El stock de reservas internacionales superó los US$49.500 millones y marcó su mayor nivel desde septiembre de 2019. El incremento estuvo impulsado por el ingreso de financiamiento de organismos internacionales y por nuevas compras de divisas en el mercado oficial, aunque especialistas advierten que parte de la mejora responde a factores transitorios.
Las reservas internacionales del Banco Central de la República Argentina (BCRA) alcanzaron los US$49.536 millones, el nivel más elevado desde septiembre de 2019, luego de registrar un incremento diario superior a los US$1.200 millones. De esta manera, la autoridad monetaria logró superar el máximo alcanzado semanas atrás y consolidó el mayor volumen de reservas de la actual gestión.
Según trascendió desde fuentes oficiales, el aumento respondió principalmente al ingreso de desembolsos provenientes de organismos multilaterales de crédito, recursos que ingresaron antes de un importante vencimiento de deuda previsto para esta semana. A ello se sumó una nueva jornada con saldo comprador en el Mercado Libre de Cambios (MLC), donde el Banco Central adquirió US$25 millones.

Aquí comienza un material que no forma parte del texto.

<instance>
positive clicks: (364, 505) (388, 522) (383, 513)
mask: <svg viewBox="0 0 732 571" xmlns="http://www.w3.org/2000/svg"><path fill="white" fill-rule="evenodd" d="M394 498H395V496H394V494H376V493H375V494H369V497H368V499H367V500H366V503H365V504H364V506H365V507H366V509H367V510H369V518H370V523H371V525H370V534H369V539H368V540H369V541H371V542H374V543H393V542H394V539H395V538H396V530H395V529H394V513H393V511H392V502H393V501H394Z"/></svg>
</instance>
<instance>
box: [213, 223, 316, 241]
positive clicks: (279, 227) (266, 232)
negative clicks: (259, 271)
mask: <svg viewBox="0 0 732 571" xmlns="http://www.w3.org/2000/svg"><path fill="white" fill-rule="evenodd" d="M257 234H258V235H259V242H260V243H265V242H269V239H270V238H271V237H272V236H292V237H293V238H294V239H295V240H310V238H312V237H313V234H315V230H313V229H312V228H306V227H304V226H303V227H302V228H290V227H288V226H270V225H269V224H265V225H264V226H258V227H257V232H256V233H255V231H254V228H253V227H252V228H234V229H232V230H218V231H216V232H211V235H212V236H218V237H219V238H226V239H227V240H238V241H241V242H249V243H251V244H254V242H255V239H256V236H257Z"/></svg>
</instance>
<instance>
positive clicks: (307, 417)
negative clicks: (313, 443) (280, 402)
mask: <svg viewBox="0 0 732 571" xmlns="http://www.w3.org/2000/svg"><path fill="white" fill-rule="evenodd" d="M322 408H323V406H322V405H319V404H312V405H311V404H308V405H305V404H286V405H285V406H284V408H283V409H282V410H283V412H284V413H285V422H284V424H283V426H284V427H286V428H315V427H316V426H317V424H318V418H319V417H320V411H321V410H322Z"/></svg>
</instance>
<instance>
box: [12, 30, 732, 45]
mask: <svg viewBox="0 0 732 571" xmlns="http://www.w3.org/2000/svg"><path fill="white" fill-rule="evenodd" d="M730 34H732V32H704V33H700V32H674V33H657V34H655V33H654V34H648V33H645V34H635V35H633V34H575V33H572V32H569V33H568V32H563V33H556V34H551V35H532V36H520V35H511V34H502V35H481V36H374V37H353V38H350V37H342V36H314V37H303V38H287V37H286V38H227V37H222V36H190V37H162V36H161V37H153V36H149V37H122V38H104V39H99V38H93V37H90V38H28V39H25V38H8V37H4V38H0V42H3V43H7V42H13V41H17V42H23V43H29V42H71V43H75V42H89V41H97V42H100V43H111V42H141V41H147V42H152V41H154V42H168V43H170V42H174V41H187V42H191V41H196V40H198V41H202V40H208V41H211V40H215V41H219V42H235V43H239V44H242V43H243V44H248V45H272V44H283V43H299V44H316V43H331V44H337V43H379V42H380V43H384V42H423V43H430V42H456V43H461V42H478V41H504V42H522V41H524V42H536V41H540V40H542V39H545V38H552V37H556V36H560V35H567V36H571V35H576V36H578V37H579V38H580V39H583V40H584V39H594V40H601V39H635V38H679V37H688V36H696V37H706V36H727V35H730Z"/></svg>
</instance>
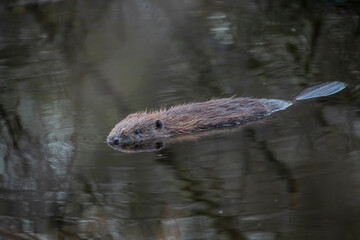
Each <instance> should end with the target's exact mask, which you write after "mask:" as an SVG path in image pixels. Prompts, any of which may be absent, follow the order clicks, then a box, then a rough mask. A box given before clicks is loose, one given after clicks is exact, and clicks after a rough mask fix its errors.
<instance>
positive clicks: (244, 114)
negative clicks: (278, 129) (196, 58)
mask: <svg viewBox="0 0 360 240" xmlns="http://www.w3.org/2000/svg"><path fill="white" fill-rule="evenodd" d="M284 103H286V104H288V105H290V104H291V103H290V102H287V101H282V100H276V99H252V98H223V99H214V100H211V101H207V102H201V103H189V104H184V105H178V106H174V107H170V108H168V109H161V110H159V111H152V112H146V111H145V112H138V113H133V114H130V115H128V116H127V117H126V118H125V119H124V120H122V121H121V122H119V123H118V124H117V125H116V126H115V127H114V128H113V130H112V131H111V132H110V134H109V136H108V142H111V141H112V140H113V139H114V138H115V137H116V138H119V140H120V141H121V142H134V141H142V140H148V139H154V138H163V137H171V136H176V135H180V134H187V133H192V132H199V131H204V130H209V129H214V128H220V127H228V126H235V125H241V124H245V123H247V122H250V121H254V120H257V119H260V118H263V117H265V116H267V115H269V114H270V113H272V112H274V111H277V110H281V109H283V108H281V106H280V105H283V104H284ZM158 120H160V123H161V124H160V125H161V126H160V125H159V124H158V125H157V124H156V123H157V122H156V121H158ZM136 129H137V130H138V131H139V132H140V133H139V134H135V133H134V131H135V130H136Z"/></svg>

La acumulación de reservas se da en un contexto en el que el Gobierno busca fortalecer la posición externa del país y mejorar los indicadores financieros. Desde comienzos de 2026, la autoridad monetaria viene sosteniendo una política de compras de divisas que ya permitió acumular más de US$11.000 millones en el mercado cambiario.
No obstante, economistas consultados por distintos medios señalaron que el fuerte incremento registrado en la última rueda no responde exclusivamente a compras genuinas de dólares, sino también al ingreso de financiamiento internacional. Por ese motivo, remarcan que el dato constituye una mejora relevante en el nivel de reservas brutas, aunque no necesariamente implica un fortalecimiento equivalente de las reservas de libre disponibilidad.
En paralelo, el mercado siguió de cerca la evolución del riesgo país, que mostró una nueva baja, mientras los bonos soberanos registraron avances moderados y el tipo de cambio oficial mantuvo una evolución controlada.
El Gobierno considera que la recomposición de las reservas constituye uno de los pilares del programa económico y una señal favorable para los mercados. Sin embargo, los analistas coinciden en que el desafío de los próximos meses será sostener esa tendencia mediante un mayor ingreso genuino de divisas provenientes de las exportaciones, la inversión y el financiamiento privado, más allá de los desembolsos extraordinarios de organismos internacionales.
Con este nuevo registro, el Banco Central vuelve a ubicarse en niveles que no se observaban desde hace casi siete años, en un escenario donde la evolución de las reservas continúa siendo uno de los principales indicadores que siguen inversores, empresas y organismos internacionales para evaluar la estabilidad macroeconómica de la Argentina.